[erlang-questions] +swt very_low doesn't seem to avoid schedulers getting

Tue Oct 16 06:20:51 CEST 2012

Rickard Green <rickard@REDACTED> wrote:

rg> This is very much expected. Since you have work that can load 2
rg> schedulers full time and shuts down all but one, the run-queue will
rg> grow. When you later release all schedulers, there will be lots of
rg> work to pick from.

Hi, Rickard.  Sorry I didn't reply earlier ... Basho kept me busy with
an all-hands meeting and conference out in San Francisco.

Perhaps I wasn't all that clear about the problem that I saw and that
several other customers have witnessed.

1. One node in a Riak cluster is consuming significantly lower CPU than
   the other nodes in the cluster.  The imbalance is not due to
   application layer workload imbalance, as far as we can tell.  (In the
   case that I personally witnessed, it was a lab environment with an
   artificial & deterministic load generator talking to all Riak nodes
   equally (or trying very hard to)).

2. As soon as we do one of two things, the CPU imbalance disappears:
    a. Restart the Riak app on the slow node.
    b. Use the erlang:system_flag(schedulers_online, 1) hack and then
       back to 8 using the same BIF.

In situations described by customers, this seems to happen after a day
or more of load, where the peak workload is substantially higher than
off-peak workload.  In the lab environment that I witnessed, the load
generators were cycling through 100%-off and 100%-on states.
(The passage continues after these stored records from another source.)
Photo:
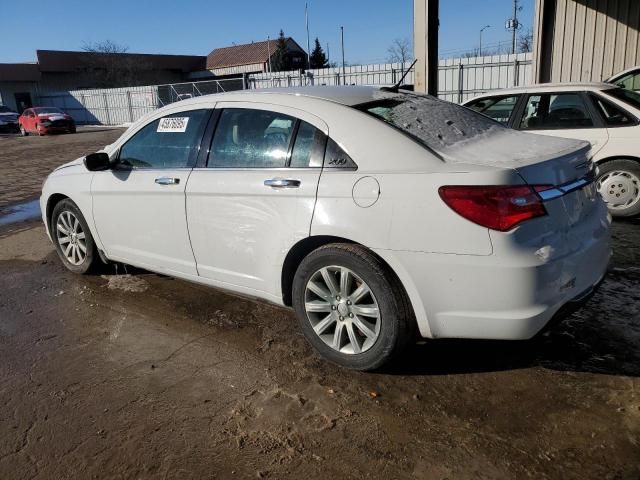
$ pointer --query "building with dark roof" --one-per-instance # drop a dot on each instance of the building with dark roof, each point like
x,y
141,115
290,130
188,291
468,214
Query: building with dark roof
x,y
55,71
255,57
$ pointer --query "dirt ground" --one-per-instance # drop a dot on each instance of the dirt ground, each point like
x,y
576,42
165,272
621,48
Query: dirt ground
x,y
25,162
129,374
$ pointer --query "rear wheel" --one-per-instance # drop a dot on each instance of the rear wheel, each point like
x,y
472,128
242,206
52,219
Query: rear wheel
x,y
619,185
351,308
72,238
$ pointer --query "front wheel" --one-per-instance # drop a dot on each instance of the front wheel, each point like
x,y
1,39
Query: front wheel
x,y
351,308
619,185
72,238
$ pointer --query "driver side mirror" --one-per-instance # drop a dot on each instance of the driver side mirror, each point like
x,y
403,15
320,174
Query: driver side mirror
x,y
97,162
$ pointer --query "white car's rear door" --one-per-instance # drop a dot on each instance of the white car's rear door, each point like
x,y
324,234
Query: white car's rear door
x,y
139,206
566,115
253,197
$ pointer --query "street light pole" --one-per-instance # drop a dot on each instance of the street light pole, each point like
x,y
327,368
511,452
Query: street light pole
x,y
482,30
306,18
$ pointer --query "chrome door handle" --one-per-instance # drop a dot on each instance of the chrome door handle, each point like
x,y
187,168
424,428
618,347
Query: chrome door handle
x,y
167,181
282,183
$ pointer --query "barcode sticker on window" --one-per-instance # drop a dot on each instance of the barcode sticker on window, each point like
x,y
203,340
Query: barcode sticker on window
x,y
173,124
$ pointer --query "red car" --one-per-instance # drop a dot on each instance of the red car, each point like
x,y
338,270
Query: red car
x,y
43,120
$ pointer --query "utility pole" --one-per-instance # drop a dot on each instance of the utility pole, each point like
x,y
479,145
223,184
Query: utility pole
x,y
306,17
481,30
513,24
344,72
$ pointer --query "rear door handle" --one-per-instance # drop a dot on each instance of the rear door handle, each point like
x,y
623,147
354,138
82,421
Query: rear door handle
x,y
167,181
282,183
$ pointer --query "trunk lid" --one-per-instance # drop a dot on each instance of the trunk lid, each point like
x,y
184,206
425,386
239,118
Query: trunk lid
x,y
561,167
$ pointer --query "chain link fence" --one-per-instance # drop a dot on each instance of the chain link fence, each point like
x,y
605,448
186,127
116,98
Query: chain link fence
x,y
459,79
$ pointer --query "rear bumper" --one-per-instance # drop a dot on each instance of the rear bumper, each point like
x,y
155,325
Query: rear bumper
x,y
9,127
512,294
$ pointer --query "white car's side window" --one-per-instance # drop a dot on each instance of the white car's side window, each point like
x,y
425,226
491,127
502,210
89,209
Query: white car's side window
x,y
556,111
168,142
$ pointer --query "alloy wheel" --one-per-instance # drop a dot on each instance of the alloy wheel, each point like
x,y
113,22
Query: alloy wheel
x,y
71,238
620,189
342,310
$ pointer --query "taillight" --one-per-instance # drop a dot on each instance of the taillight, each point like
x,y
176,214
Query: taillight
x,y
496,207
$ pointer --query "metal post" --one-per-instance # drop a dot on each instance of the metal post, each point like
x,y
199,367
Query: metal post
x,y
514,26
460,82
130,106
84,106
482,30
425,31
306,18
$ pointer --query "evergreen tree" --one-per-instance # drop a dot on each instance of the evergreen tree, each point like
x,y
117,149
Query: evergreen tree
x,y
281,59
318,58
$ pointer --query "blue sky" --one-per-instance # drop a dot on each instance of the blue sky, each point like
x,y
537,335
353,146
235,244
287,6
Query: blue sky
x,y
197,26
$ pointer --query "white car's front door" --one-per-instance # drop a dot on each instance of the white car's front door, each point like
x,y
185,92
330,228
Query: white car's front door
x,y
139,206
564,115
255,197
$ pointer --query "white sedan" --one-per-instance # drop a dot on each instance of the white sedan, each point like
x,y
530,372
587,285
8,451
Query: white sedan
x,y
605,115
375,215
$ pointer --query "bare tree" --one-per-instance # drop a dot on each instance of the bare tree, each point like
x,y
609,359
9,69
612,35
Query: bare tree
x,y
399,51
526,41
104,46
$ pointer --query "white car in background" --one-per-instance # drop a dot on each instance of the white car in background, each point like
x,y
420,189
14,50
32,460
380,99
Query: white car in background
x,y
629,79
373,214
605,115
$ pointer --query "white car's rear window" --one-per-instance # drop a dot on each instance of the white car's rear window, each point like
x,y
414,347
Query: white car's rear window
x,y
435,123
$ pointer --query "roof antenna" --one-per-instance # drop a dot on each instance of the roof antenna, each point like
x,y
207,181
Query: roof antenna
x,y
396,87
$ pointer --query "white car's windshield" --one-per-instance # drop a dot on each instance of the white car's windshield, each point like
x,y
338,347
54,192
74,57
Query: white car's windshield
x,y
628,96
47,110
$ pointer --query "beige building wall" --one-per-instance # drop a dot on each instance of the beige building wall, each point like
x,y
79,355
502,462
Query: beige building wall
x,y
585,40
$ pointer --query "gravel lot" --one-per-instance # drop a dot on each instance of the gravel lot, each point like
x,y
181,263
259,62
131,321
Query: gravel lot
x,y
135,375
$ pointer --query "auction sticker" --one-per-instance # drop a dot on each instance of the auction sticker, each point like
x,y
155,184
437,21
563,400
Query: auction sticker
x,y
173,124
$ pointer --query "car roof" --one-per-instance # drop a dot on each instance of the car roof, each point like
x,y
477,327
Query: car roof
x,y
345,95
623,73
549,87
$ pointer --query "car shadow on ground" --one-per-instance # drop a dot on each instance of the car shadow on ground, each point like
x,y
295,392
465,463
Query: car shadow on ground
x,y
602,337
rg> This compaction of load onto fewer schedulers is there in order to
rg> reduce communication overhead when there aren't enough work to fully
rg> utilize all schedulers. The performance gain of this compaction
rg> depends on the hardware.

What you describe seeems to be exactly what's happening ... except that
when input workload rises again, the idled schedulers aren't waking up,
ever.  Or we force them to wake up with the system_flag() BIF.

rg> We have gotten reports about problems with this functionality, but
rg> we have not found any bugs in this functionality. We have only found
rg> that it behaves as expected. That is, if more schedulers aren't
rg> woken this is due to not enough accumulated overload. The +swt
rg> switch was introduced in order to give the user the possibility do
rg> define what is enough overload for his or her taste.

Hrm, well, we've seen it both with "+swt very_low" and without any +swt
flag at all.  And it's extremely irritating.  :-)

What info would you need gathered from the field when this bugaboo
strikes next time?

-Scott